There have been days this year in which I’ve wondered just how worse than average my days have become. As a person with forty-six years of life behind him, there is a lot to compete with: the deaths of people close to me, various breakups, business failures, three years of middle school. Kina, by contrast, has had none of this, and so it’s all the more surprising that yesterday was the best day of Kina’s short life, since so many of her days are, by our standards, outstanding.
While the rest of us have been living in a maelstrom of existential crises, our intrepid publisher has, for the most part, been doted on hand and foot—in part because her parents need somebody in the house to have a reasonably good year, and she claims to be having a good year, as it turns out, which is comforting. We know there are exceptions: the foreshortened first year of school, the second year of school experienced largely over Zoom, a dearth of playdates, less time with grandparents. But here we are, in the last days of 2020; Kina has her first Christmas tree, not one but two karaoke microphones, a selection of warm blankets, a car in which to ride around and nap, and two parents who adore her. On most days, she sees a playground, and we are lucky to be able to feed her a quantity and variety of food that even a hearty adult would find gluttonous. Kina, by most measures, is having the time of her life.

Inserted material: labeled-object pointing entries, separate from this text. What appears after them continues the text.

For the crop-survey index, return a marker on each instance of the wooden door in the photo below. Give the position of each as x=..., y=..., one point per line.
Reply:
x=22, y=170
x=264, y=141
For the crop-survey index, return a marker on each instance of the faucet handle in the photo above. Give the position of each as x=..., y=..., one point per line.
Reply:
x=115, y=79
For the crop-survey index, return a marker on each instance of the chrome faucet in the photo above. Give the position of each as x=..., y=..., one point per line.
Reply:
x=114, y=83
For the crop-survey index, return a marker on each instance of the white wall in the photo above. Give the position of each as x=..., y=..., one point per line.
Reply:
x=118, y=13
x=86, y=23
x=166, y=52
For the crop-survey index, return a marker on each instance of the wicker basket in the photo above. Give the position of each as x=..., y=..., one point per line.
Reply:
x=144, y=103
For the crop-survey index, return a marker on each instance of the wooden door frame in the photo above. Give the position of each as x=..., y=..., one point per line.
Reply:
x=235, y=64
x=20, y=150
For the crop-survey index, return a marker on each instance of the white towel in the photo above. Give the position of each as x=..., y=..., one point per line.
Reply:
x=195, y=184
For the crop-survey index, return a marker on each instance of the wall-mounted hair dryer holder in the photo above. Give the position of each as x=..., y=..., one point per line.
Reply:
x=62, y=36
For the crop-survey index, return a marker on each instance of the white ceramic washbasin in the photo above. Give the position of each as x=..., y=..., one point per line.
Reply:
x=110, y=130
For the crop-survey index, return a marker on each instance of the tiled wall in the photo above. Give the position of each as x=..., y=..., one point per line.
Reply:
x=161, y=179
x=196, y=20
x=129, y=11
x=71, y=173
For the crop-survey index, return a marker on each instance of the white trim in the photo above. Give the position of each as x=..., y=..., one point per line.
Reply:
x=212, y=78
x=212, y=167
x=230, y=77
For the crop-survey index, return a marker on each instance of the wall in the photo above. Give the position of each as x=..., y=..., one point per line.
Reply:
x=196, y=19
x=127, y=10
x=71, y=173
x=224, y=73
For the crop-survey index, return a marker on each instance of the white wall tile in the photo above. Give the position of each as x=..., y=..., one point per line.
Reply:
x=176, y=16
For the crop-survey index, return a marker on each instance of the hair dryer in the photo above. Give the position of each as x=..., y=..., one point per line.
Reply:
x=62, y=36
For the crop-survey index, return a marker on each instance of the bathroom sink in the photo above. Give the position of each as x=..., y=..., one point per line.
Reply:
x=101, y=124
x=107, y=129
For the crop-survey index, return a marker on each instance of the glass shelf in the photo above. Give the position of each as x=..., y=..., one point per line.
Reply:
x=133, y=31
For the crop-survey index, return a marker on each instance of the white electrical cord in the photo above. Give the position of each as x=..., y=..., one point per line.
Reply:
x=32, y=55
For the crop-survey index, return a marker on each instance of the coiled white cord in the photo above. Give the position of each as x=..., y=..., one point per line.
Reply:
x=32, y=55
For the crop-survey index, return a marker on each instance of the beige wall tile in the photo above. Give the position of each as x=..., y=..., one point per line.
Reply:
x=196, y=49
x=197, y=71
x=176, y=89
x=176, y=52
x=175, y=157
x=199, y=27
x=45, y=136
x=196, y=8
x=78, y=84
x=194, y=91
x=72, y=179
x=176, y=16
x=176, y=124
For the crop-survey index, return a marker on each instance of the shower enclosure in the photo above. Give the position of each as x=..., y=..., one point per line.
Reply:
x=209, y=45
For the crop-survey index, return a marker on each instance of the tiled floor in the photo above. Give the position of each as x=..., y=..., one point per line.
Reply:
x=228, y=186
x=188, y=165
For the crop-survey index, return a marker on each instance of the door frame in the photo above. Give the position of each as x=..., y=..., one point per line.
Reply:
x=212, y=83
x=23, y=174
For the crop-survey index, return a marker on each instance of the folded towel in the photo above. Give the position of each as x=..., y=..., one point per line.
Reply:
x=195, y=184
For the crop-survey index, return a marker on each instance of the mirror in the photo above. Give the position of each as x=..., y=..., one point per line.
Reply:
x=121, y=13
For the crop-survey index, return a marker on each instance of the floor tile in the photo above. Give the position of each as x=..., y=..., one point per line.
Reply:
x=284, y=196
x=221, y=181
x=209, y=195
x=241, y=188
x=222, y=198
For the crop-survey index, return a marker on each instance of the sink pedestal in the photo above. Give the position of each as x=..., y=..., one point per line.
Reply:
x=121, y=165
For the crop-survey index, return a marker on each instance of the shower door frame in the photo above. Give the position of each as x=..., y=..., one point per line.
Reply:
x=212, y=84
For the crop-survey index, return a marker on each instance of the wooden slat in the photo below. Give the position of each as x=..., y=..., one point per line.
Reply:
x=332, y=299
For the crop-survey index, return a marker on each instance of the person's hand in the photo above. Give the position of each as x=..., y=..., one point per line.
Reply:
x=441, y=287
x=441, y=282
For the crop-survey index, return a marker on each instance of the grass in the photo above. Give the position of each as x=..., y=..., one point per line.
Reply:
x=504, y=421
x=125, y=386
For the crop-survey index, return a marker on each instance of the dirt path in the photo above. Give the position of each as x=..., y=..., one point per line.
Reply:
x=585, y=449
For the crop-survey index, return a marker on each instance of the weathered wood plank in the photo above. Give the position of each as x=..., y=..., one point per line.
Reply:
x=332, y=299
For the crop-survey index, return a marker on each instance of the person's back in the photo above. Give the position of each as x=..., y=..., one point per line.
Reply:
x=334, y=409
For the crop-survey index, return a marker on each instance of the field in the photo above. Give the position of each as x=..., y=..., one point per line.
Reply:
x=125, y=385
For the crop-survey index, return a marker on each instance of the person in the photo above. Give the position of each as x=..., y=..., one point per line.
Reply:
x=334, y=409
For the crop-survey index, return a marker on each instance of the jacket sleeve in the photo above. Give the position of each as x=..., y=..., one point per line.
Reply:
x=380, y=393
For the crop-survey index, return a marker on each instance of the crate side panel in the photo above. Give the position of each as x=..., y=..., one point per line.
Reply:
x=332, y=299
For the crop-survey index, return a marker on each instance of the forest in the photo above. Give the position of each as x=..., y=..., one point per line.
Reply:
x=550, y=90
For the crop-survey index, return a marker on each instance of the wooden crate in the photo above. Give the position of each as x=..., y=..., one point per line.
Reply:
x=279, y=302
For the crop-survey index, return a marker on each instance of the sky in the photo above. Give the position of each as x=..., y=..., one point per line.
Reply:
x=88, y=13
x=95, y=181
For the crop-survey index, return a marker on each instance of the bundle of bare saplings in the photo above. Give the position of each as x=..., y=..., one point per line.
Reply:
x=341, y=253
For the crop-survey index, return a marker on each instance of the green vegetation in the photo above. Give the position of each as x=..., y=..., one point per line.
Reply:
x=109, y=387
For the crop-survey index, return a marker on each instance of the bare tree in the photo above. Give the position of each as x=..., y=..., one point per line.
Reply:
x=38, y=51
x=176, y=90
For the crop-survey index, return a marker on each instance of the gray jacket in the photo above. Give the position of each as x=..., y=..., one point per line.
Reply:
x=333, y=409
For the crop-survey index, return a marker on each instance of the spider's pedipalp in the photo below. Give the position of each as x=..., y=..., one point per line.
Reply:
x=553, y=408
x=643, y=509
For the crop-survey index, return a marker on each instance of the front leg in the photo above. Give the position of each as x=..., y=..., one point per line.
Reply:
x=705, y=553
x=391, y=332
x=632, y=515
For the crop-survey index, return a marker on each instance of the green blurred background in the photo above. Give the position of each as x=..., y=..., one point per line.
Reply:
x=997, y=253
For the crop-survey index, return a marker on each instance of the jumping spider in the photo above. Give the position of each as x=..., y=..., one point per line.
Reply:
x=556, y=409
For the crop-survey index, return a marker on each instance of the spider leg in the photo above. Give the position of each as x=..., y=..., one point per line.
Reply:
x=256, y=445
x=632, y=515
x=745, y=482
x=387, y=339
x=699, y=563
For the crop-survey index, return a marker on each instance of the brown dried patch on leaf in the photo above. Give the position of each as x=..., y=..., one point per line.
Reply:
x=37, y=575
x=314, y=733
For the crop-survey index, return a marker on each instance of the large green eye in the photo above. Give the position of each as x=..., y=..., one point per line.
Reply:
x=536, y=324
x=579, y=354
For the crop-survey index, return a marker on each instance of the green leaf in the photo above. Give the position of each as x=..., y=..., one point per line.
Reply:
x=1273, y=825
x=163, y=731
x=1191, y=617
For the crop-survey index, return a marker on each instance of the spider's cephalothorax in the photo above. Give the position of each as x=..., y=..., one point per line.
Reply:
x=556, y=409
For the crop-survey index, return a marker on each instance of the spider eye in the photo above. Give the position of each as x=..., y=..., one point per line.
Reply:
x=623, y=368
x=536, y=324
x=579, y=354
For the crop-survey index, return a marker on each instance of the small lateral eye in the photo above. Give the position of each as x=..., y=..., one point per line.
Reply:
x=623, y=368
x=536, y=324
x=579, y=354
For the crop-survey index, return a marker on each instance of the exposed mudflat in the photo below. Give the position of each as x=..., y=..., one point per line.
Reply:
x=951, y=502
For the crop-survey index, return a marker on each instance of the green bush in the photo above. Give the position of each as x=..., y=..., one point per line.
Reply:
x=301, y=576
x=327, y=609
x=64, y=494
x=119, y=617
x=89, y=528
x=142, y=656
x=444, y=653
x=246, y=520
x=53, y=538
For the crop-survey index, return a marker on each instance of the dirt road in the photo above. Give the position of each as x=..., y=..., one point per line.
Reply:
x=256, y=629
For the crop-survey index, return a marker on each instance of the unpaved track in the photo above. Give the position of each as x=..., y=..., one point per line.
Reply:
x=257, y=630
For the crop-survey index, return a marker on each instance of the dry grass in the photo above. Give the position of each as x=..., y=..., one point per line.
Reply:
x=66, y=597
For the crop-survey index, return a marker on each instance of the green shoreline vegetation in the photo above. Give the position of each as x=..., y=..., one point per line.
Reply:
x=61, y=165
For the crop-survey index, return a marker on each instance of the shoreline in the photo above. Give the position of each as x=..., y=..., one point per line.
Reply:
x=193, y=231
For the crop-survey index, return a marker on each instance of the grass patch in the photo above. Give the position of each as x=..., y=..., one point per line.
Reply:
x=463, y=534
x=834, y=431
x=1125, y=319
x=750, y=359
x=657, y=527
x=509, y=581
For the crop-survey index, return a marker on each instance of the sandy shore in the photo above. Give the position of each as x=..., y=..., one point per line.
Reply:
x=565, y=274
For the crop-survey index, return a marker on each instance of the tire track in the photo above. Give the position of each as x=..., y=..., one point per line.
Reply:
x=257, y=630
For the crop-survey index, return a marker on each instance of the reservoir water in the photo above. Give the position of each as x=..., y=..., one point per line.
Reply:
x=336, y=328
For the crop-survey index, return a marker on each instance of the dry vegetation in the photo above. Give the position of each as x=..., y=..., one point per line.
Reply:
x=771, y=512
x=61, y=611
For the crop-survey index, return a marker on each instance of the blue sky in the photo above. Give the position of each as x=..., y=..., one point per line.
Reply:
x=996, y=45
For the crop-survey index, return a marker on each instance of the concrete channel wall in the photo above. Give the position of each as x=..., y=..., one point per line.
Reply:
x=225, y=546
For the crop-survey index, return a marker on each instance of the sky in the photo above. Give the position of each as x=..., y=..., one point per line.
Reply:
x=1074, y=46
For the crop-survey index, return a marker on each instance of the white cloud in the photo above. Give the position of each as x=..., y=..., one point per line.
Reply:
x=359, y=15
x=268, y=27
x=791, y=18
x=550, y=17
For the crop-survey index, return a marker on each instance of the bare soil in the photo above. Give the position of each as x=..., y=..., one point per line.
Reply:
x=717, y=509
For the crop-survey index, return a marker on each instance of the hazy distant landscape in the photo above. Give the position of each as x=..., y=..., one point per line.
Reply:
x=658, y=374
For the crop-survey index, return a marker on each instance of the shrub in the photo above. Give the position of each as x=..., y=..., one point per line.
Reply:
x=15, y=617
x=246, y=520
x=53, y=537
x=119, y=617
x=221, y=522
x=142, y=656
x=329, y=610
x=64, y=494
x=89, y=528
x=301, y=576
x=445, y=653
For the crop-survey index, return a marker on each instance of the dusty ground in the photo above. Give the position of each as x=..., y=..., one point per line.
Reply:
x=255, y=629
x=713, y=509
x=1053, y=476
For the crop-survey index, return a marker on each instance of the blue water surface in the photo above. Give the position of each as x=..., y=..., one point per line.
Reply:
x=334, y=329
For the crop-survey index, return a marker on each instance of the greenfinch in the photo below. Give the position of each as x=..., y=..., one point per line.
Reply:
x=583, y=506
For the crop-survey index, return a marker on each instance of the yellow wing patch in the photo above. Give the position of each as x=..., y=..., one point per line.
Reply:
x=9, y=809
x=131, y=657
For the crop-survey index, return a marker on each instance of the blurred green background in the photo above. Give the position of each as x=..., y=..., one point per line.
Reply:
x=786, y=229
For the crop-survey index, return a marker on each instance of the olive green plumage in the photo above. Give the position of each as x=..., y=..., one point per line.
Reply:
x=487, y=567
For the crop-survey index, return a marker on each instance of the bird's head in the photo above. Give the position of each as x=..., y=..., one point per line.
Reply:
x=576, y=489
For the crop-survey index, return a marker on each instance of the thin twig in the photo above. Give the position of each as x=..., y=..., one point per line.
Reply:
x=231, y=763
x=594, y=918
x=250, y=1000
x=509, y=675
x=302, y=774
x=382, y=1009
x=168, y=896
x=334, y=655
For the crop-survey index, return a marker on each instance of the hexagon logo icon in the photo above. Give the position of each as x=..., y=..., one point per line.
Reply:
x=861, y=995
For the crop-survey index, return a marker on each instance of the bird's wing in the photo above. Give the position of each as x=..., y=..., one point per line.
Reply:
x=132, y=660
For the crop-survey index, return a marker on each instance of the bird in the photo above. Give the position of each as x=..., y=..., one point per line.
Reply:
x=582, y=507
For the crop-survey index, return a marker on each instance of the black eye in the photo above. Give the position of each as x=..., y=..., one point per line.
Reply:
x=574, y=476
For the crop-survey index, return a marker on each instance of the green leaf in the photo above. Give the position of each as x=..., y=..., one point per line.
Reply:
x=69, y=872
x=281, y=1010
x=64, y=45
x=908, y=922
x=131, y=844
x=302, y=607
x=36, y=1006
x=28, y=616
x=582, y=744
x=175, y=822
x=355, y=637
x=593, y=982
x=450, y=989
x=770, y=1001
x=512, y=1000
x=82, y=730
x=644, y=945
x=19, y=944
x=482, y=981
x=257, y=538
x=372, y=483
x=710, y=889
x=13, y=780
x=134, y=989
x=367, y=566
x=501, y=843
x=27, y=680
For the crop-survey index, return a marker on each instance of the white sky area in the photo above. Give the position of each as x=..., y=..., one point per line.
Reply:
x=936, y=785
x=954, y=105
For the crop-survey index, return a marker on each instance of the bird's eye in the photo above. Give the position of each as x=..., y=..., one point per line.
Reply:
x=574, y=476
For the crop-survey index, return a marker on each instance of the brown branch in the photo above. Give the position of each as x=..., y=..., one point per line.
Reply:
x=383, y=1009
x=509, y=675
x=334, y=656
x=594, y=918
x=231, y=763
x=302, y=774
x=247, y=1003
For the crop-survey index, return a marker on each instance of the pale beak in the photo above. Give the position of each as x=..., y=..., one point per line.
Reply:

In some ways, I’m jealous. Imagine if yesterday had been the best day of your life. I suppose her standards are still comparatively low; when you’re only about fifteen hundred days into your life, any given day stands a real chance. She’s had so few truly exceptional days, when I think about the great days I’ve had: falling in love, getting hitched, hearing the Tallis Scholars in Berlin while riding trains solo through Europe, taking a nacho tour with friends, holding Kina for the first time. It stands to reason that a good Caesar salad and an hour in a playground with a trampoline would fly up the ratings, day-in-the-life wise.